Pegue uma estaca de pelo menos 10 a 15 centímetros de um caule saudável, garantindo que inclua pelo menos um nó. Remova as folhas inferiores, coloque a estaca em água limpa e posicione-a em luz indireta; as raízes devem se desenvolver dentro de três a cinco semanas, após o qual pode ser transferida para um recipiente maior ou substrato.
Plantas maduras ocasionalmente produzem brotações laterais na base do caule. Estas podem ser cuidadosamente separadas da planta mãe com uma lâmina limpa, deixadas descansarem por algumas horas e então enraizadas em água ou substrato úmido.

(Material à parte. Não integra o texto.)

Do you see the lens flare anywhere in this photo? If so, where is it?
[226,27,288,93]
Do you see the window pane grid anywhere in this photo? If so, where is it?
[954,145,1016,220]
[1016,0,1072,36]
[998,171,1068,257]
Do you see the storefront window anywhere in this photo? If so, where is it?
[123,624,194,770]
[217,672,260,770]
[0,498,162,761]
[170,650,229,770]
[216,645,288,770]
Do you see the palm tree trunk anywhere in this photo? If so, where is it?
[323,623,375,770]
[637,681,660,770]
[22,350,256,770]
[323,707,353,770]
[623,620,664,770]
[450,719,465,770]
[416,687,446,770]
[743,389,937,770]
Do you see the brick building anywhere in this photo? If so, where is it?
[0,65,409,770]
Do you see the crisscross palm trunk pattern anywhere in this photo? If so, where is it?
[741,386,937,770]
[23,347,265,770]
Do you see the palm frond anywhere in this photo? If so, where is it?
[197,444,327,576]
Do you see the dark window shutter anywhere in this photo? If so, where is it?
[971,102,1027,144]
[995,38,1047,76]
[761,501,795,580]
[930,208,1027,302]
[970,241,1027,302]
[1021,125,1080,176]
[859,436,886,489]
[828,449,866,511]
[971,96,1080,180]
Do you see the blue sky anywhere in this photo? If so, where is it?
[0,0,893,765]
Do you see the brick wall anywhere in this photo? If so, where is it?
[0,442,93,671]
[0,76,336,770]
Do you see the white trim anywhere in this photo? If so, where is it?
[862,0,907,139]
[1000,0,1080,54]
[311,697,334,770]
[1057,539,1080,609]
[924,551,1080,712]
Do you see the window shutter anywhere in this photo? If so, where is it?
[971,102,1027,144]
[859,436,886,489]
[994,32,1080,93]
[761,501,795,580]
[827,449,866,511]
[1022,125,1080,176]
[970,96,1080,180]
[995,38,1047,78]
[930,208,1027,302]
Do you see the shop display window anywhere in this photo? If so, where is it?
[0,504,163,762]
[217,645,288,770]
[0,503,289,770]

Nativa de Cameroon, Equatorial Guinea, Congo Basin, Central Africa.
O nome do gênero Dracaena é derivado da palavra grega antiga 'drakaina', significando uma mulher dragão, uma referência à seiva resinosa vermelha produzida por algumas espécies do gênero, particularmente Dracaena draco, que era historicamente chamada de sangue de dragão. O epíteto específico sanderiana homenageia Henry Frederick Conrad Sander, um horticultor proeminente e especialista em orquídeas que operava em St Albans em Hertfordshire e desempenhou um papel significativo no comércio de plantas vitoriano. O nome comum 'bambú da sorte' refere-se inteiramente às suas associações culturais na Ásia Oriental e Sudeste Asiático, em vez de qualquer relação botânica com os verdadeiros bambus da família Poaceae.
Dracaena sanderiana foi formalmente descrita pela primeira vez pelo botânico belga Émile Auguste Joseph De Wildeman em 1902, baseado em material coletado da África central. Apesar de suas origens africanas, a planta tornou-se profundamente enraizada na prática cultural chinesa e do leste asiático mais ampla, onde é conhecida como 'fu gui zhu', traduzindo-se aproximadamente como 'bambu rico e nobre'. Sua associação com sorte e prosperidade a tornou um elemento essencial de decoração feng shui do final do século vinte em diante, e tornou-se uma planta ornamental de interior comercialmente negociada globalmente ao longo dos anos 1980 e 1990. A prática de treinar caules em colunas espirais e trançadas foi desenvolvida em grande parte por produtores comerciais em Taiwan e China para aumentar o apelo ornamental e cultural da planta. Hoje é uma das plantas de interior mais vendidas do mundo, encontrada em floristas, centros de jardinagem e supermercados em toda Europa, Ásia e América do Norte.
Apresenta folhas com margens amarelo brilhante nas bordas, oferecendo uma aparência mais colorida que a espécie padrão.
Exibe margens de folhas verde prateado a amarelo pálido e é uma forma ornamental frequentemente encontrada no varejo.
Uma forma totalmente verde sem variegação, considerada mais próxima ao tipo selvagem e frequentemente usada em arranjos tradicionais.